Ce qui intéressant dans votre travail, au contraire du cinéma, c’est la dimension contemplative. Ce qui en bande dessinée, n’est pas gênant, alors qu’au cinéma, il faut toujours du mouvement. On n’aime pas l’immobilité.

Je n’y ai jamais vraiment pensé. Il me semble qu’une mise en scène contemplative est possible au cinéma. Il n’y a pas d’impossibilité radicale. Mais, ce qui, pour moi, me paraît impossible de mettre en scène en bande dessinée et que le film réussit très bien, c’est vers la fin du récit, lorsque le personnage principal apparaît sous ses deux apparences. En bande dessinée, cela me serait très difficile de le rendre de manière efficace.

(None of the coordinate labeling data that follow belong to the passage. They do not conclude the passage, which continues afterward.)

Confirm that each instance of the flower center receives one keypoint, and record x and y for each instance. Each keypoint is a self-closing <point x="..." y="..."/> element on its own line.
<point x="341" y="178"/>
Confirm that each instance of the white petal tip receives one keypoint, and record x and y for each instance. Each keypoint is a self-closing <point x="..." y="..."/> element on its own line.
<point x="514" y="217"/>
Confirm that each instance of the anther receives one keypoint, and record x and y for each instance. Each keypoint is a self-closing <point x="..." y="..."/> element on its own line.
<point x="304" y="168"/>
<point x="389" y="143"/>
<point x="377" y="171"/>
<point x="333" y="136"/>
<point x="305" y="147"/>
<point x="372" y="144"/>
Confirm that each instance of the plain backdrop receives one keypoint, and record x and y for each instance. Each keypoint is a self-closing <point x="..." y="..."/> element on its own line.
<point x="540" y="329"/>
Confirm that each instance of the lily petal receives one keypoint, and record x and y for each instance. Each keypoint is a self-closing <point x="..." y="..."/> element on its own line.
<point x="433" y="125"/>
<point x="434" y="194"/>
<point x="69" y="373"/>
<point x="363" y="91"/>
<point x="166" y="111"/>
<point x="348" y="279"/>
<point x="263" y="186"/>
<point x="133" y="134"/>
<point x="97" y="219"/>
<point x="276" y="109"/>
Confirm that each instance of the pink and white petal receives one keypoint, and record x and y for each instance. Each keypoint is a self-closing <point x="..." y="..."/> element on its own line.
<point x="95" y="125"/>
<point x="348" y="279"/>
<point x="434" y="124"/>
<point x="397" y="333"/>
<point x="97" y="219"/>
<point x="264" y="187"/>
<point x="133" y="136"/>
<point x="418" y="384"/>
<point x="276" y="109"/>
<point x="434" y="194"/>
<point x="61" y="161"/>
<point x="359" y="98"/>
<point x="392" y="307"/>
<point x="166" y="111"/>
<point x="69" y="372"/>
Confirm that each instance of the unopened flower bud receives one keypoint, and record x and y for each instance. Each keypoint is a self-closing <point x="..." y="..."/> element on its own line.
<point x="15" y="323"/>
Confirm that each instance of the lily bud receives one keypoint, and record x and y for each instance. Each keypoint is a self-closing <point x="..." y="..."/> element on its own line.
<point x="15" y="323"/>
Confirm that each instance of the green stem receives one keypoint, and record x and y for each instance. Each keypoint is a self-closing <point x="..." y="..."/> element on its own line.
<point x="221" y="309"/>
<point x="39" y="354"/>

D’un point de vue théorique, la réalisation d’un film vous intéresserait-elle ?

Si on met de côté toutes les difficultés matérielles, dont je sais à quel point elles sont importantes et complexes, dans la production d’un film, oui, l’envie existe. C’est un pur fantasme, mais j’aimerais pouvoir adapter "Le Sommet des dieux". Je pourrais me faire la main avec des courts métrages adaptés des épisodes de "L’Homme qui marche". Et puis, j’aimerais vraiment porter à l’écran c’est "Le Journal de Mon Père". Mais je suis réaliste : je suis un dessinateur, pas un réalisateur.